Texas is another country...

Texas is another country...I have driven into Texas from all four directions and can affirm that after crossing that imaginary state line you just know you are in Texas . The world becomes wide open space, the sky feels higher, you can stretch out and rest a spell.

Sunday, November 10, 2013

MESQUITE: THE TEXAS STATE SMELL

Post by Alana Cash

Last week I was riding my bike down the street and suddenly became aware that I smelled Texas.  I turned toward the right and saw a restaurant called Mesquite Barbecue.  Ha! 

Mesquite is used for barbecue because it’s so dense (called Texas Ironwood) and burns slowly.  If you’ve ever smelled it at a barbecue joint, you won’t forget the aroma.  Not really beautiful, besides being great for barbecuing, the trees provide shade, kind of pitiful shade, in desert areas.  The hardwood is also used for making furniture and bees seem to like mesquite flowers.  

I used to live next to a park in Austin that was filled with mesquite trees.  They are thorny trees that can live through drought conditions because their roots go deep to find the water table.  That’s a good thing for keeping trees around, but they can suck up the well water when people and cattle need it.  But the good news is that mesquite trees don’t deplete the soil of nitrogen, they enriches the soil by returning nitrogen to it. 

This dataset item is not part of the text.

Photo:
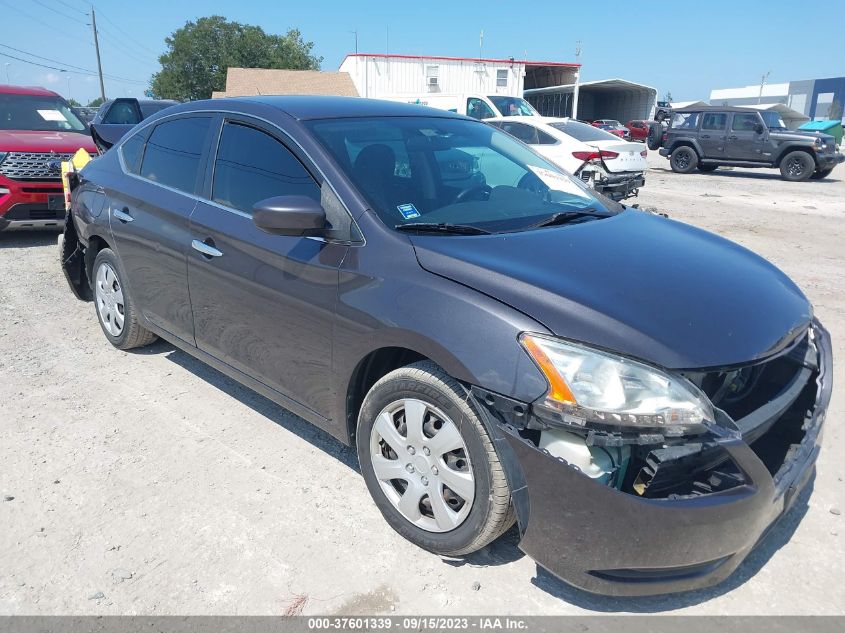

Mesquite is part of the legume family and its bean flour can be used in baking – I would like to taste that some time, but have never seen it for sale.  It’s supposedly high in minerals.  Another culinary treat that comes from the mesquite tree is an alcoholic drink called atole made from fermenting the beans in water.  Another culinary adventure for my future.

If Texas has a state smell, it’s the smell of meat roasting over burning mesquite.